Kessia – chapitre 21 – Une piste douteuse

  Une piste douteuse

  Il est déjà le matin. Le calme règne un peu partout. Le soleil tente de s’imposer, déployant ses longues ailes, pour embrasser tout l’univers.

   –  Allez, on se réveille, entend Kessia une voix soudaine, suivie d’une tape de main dans la paume. Tu as assez bien dormi comme ça.

  La jeune fille garde les yeux fermés, se contentant de se remuer, la tête posée sur ses genoux relevés.

   –  Je suis encore fatiguée. Oh ! Si vous saviez ce que j’ai dû endurer, susurre-t-elle.

  Kessia ouvre les yeux, sans relever la tête. Mais où se trouve-t-elle ? Non, ce n’est pas possible ! D’ailleurs, elle n’en croit pas ses yeux ! Elle n’est donc pas entre les quatre murs de sa pièce, dans son île natale ? Non, ça ne peut être qu’une erreur grossière. Elle est peut-être en train de faire un cauchemar, dans son lit, chez-elle. Ça ne peut être que ça. Elle a dû trop penser à cet îlot, son cachot, qu’elle en a fait un mauvais rêve. Rien de plus.
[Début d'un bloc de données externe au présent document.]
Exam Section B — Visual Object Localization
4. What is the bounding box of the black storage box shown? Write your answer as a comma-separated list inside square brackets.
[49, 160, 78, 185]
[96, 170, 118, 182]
Il suffirait seulement que Mme Likie, sa mère, vienne la réveiller, afin que Kessia s’extirpe de ce cauchemar…

  Mais la réalité rattrape Kessia qui devine que le cauchemar est loin d’être terminé. Car la réalité est bien là, béante, prête à l’engouffrer dans ses interminables tortures. Elle demeure cependant calme, toute son attention engloutie par ses pensées, le regard perdu.

   –  Bonjour, Kessia ! lance Lop, en agitant sa main devant celle-ci, s’assurant d’être aperçu. Nous sommes contents de te retrouver vivante.

  Kessia reste indifférente, certaine que les ennuis l’attendent encore.

   –  A mon avis, les négociations doivent se poursuivre aujourd’hui, continue Lop d’un ton espiègle.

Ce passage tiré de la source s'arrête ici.